Notes from Curtis...

Abiqua Falls

2010-02-27 Edited: 2024-03-11

This post was recovered from an old blog that I had while in college. I’ve only updated misspellings or dead links, but left any cringe worthy things or immature thoughts. I’ve decided to leave them as a snapshot of who I was and to see how far I’ve come. Any photos have been freshly edited and so are not the same as what was originally posted. Over the years I had several blogs, most lost to time, and I wanted to recover some lost memories and reflect on my life.

J

ust outside of a small dilapidated town in Oregon there is a waterfall not often spoken of. The gravel road leading to the trail head is only three miles long, but strewn with enough head sized rocks that you must crawl at a pace slower than walking. Is this the reason the waterfall stays well out of the spotlight? Or could it be the short, under-a-mile trail that literally slides down the side of the ravine to the creek bed? No that’s not it either. Then it must be the ATV use area just miles from the creek which surly pollutes the sweet sounds of nature with loud metallic whines and gunshot style backfires. Nope. Then what the heck is it?

A waterfall flowing into a pool surrounded by a columnar basalt amphitheater
ABIQUA FALLS 2010-02-15

Abiqua falls is 101 feet of thundering water made even more powerful by the amphitheater of red tinged columnar basalt that surrounds the viewer. That 101 feet was also the world record for the highest waterfall run by a kayaker in 2002. Now Abiqua is just a little waterfall visited often only by local kids and the rogue hiker from Portland. It’s relative loneliness makes it all the more attractive in the often crowded trails and forest of the pacific northwest.

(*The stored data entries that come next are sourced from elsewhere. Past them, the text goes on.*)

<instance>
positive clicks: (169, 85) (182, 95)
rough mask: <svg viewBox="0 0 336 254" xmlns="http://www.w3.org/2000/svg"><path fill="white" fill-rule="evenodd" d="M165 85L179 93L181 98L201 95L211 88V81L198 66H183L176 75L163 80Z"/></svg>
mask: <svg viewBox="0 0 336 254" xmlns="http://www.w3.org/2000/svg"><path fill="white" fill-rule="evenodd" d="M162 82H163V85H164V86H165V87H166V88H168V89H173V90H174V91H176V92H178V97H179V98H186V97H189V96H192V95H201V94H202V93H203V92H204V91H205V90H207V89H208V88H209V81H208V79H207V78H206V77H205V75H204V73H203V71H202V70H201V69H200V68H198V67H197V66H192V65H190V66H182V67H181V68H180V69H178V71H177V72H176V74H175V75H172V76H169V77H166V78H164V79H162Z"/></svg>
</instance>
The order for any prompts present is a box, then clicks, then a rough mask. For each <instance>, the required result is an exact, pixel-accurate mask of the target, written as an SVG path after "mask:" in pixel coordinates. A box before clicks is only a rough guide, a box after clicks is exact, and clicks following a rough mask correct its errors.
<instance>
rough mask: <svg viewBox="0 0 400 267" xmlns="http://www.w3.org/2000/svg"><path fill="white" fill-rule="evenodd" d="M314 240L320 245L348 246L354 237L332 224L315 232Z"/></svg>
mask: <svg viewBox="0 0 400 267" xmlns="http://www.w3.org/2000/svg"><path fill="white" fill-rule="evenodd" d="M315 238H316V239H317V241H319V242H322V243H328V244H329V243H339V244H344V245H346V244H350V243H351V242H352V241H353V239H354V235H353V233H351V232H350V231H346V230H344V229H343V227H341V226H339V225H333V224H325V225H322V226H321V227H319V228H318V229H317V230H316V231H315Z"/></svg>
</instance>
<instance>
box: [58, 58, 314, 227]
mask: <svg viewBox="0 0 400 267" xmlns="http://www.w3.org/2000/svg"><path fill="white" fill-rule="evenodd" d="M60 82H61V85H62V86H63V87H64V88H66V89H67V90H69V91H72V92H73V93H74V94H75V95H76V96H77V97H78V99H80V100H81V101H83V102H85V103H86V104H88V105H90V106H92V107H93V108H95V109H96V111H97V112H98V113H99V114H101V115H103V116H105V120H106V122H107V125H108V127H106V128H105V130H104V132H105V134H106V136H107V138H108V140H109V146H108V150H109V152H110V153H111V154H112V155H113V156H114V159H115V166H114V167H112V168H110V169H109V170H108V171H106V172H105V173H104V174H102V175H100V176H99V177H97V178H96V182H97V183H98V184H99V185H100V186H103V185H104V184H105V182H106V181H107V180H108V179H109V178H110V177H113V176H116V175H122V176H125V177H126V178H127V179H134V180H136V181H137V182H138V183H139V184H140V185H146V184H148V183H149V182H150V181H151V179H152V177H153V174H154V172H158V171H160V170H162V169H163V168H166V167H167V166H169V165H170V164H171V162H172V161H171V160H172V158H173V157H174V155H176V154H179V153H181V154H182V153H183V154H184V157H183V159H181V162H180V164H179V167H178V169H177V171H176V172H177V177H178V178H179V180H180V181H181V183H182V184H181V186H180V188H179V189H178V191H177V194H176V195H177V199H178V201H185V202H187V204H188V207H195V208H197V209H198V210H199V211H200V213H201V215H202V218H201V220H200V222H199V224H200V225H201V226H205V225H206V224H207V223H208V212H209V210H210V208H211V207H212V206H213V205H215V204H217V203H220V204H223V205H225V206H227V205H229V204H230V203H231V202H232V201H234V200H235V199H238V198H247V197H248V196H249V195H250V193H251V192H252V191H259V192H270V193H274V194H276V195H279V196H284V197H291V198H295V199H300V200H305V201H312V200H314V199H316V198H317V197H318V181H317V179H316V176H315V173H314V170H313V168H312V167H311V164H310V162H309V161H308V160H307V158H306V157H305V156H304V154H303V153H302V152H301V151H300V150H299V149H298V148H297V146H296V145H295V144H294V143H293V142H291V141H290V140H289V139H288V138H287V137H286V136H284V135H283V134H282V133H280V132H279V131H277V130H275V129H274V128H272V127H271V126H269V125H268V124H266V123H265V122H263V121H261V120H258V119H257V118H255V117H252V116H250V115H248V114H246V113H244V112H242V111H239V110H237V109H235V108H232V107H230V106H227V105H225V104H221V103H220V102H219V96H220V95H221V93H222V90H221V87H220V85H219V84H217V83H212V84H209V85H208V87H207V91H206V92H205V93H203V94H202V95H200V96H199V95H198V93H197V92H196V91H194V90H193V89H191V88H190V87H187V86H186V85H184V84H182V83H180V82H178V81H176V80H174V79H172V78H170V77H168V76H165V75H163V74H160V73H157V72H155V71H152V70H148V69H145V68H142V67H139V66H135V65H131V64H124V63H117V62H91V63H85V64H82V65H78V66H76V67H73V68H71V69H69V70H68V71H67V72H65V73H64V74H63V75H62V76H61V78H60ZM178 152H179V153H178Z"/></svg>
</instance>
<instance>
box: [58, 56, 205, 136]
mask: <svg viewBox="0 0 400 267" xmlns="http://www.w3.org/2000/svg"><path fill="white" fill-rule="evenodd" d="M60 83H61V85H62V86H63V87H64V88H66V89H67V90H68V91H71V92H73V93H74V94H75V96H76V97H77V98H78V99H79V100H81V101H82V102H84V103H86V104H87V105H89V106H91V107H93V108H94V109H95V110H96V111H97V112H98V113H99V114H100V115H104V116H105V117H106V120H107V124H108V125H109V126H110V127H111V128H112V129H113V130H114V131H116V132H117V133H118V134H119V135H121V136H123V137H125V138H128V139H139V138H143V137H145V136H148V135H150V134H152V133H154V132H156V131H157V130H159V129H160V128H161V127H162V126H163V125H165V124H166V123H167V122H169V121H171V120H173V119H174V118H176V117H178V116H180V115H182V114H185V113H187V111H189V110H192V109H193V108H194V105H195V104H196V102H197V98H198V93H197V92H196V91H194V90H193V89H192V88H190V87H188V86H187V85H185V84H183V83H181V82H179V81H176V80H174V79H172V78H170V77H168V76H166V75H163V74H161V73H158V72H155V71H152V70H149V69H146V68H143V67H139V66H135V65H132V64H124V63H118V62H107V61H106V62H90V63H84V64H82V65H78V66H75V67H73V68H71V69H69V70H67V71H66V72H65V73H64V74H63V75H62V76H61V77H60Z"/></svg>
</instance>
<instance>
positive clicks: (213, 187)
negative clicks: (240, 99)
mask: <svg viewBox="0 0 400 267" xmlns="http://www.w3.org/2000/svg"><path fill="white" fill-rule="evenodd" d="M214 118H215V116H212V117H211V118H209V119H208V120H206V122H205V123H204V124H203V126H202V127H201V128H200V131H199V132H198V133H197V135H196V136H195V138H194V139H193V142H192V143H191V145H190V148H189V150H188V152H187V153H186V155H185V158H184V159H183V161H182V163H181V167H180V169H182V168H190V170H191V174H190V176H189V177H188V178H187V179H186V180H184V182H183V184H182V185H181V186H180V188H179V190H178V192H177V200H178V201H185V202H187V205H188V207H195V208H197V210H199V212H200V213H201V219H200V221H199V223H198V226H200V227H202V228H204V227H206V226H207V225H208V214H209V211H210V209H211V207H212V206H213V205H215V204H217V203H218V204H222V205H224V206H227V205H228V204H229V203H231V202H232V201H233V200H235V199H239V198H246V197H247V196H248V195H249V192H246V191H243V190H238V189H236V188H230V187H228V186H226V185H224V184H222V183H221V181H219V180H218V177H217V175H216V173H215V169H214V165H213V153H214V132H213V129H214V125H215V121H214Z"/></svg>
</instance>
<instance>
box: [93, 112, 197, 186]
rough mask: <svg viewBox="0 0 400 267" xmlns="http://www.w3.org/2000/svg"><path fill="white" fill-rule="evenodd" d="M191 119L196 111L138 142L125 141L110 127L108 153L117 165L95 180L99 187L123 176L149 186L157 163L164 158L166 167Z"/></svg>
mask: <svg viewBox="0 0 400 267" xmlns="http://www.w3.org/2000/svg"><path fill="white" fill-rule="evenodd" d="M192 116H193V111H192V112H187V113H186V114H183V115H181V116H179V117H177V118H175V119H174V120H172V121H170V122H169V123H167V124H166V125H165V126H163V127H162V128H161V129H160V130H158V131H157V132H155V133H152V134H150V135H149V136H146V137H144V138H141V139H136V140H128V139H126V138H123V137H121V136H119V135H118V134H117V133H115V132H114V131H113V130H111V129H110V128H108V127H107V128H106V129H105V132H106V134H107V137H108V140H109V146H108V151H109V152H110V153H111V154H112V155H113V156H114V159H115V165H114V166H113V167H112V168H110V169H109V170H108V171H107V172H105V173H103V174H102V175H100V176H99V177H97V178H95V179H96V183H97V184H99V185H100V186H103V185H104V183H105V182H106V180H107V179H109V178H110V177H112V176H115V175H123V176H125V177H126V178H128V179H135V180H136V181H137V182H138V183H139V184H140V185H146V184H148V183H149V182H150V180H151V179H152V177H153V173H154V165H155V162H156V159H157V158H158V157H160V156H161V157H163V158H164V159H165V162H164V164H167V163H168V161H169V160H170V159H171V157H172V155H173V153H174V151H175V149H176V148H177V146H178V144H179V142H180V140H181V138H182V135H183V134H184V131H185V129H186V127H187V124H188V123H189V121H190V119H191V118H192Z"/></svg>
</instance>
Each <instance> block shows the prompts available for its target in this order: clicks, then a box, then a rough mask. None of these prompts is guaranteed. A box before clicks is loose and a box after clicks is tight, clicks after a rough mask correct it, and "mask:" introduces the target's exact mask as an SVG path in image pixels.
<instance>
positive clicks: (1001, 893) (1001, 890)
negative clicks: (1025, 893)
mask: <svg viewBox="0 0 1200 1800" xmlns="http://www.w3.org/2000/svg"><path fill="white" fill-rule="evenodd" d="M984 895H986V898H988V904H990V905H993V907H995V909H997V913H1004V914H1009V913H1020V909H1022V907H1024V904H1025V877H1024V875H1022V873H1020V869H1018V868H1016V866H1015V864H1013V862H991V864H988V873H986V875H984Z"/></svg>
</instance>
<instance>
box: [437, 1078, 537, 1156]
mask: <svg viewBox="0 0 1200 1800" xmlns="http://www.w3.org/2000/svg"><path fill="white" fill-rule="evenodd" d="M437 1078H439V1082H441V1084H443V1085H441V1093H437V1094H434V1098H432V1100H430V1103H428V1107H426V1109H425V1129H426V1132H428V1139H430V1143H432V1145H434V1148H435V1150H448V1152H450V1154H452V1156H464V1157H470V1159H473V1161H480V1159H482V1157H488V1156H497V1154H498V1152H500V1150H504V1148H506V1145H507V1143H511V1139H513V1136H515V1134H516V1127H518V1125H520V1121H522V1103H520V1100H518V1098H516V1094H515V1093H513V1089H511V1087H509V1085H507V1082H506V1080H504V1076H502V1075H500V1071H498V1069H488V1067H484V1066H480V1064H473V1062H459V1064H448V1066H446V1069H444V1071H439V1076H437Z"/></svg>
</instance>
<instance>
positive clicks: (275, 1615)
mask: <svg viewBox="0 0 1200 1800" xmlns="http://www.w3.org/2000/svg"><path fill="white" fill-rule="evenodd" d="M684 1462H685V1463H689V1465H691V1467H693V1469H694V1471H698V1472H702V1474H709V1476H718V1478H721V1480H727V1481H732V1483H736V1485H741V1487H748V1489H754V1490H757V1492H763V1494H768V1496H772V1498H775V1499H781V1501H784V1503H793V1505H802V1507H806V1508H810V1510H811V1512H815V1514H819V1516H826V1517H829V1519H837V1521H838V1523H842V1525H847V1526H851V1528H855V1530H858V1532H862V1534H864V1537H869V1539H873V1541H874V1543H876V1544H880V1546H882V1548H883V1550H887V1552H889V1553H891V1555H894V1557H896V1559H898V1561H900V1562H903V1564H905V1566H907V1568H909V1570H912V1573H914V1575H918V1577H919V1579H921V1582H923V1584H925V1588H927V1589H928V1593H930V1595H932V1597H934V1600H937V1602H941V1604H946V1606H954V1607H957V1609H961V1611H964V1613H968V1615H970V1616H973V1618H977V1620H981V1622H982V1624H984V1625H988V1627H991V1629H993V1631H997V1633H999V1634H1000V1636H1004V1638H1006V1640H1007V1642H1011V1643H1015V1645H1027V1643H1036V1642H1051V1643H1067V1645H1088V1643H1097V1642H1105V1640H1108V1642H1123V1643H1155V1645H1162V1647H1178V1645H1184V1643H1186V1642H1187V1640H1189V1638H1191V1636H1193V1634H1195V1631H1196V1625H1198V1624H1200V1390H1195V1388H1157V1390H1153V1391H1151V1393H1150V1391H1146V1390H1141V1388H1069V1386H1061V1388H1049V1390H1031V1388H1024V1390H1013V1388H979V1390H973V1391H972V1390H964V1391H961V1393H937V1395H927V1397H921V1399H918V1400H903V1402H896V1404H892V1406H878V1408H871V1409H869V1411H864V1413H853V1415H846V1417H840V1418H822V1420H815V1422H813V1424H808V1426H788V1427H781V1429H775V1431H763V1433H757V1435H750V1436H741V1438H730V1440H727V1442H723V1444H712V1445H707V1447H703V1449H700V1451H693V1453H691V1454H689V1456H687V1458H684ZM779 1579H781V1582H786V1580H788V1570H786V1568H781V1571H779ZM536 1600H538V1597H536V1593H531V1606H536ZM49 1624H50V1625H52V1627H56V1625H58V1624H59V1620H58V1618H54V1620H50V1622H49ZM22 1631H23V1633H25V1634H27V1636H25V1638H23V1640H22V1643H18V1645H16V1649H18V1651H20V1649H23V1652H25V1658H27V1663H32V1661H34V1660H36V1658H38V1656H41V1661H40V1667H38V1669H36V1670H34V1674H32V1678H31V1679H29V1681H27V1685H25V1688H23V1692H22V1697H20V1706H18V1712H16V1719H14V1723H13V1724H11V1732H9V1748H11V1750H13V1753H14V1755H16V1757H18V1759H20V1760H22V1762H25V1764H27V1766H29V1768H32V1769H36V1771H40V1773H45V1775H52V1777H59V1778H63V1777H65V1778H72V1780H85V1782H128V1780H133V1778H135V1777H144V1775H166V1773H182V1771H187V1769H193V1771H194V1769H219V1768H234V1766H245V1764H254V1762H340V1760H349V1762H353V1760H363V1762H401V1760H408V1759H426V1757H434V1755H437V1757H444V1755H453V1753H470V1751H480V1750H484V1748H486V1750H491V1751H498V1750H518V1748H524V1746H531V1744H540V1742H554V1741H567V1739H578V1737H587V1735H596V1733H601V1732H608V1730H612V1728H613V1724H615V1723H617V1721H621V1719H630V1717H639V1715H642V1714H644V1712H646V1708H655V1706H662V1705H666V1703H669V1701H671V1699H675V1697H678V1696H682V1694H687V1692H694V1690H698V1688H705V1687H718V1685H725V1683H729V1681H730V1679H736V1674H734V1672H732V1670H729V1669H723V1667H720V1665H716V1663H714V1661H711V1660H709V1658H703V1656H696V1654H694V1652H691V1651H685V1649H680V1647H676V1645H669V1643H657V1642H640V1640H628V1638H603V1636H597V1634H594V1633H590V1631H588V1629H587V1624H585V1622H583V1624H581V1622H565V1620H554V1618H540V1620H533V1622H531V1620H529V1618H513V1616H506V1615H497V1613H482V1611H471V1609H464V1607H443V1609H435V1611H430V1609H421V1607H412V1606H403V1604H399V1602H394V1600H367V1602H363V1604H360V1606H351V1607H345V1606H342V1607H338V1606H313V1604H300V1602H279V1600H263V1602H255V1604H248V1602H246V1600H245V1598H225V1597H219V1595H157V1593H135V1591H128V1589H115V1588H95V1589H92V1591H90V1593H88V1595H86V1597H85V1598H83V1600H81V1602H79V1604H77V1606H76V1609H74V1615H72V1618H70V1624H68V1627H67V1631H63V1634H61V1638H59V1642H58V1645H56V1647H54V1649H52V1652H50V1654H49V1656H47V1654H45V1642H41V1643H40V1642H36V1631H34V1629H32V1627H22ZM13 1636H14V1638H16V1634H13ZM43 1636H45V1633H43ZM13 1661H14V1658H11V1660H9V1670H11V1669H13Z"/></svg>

On a rare sunny afternoon in February I saw the photos online of Abiqua and instantly thought I could make it there before sunset. I gathered up some water, some snacks, and my camera gear tossed it in the back of my small car and motored off to find another slice of beautiful Oregon. After an hours drive I came to the yellow gate and parked my car. The air was fresh despite the nearby OHV area and the sun was running frantically for the horizon and so I set off. Another 30 minutes down a muddy slip and slide and along the bank of an almost cliche beautiful Oregon stream and I could see the walls of basalt. I could hear the rumble of the falls, No I could FEEL the rumble of the falls. I scampered of the last set of rocks and rounded the corner into the amphitheater.

No set of words, let alone my own, could serve the scene justice. The high hundred foot walls of basalt with lichen, moss, and even ferns growing in their own little micro climates. The oval shaped, perfectly sanded stones that ran out into the middle of the amphitheater serving as the ultimate spot to view the falls from. The deep blue green pool of cold water, surly most of it from the Oregon rain that could only be so pure. And of course, Abiqua Falls. All 101 feet tumbling over the edge of the basalt cliffs, spilling into that deep pool, polishing those perfect stones, and feeding the ferns the water they need to survive via mist floating through the air seeming more like microscopic fairies than water droplets.

A moss covered rock with a flowing creek in the background
ABIQUA CREEK 2010-02-15
The flowing waters of a creek with smooth river rocks on the bank
ABIQUA CREEK 2010-02-15

The best part was that I had it all to myself, not a single person, not even a noise other than the falls. Another piece of my Oregon puzzle had been found. This slice tasting the best of all, yet it was no better than any other place in Oregon. I’m finding more and more that it’s how everything fits together, rather than the individual pieces that fill my heart will love for Oregon.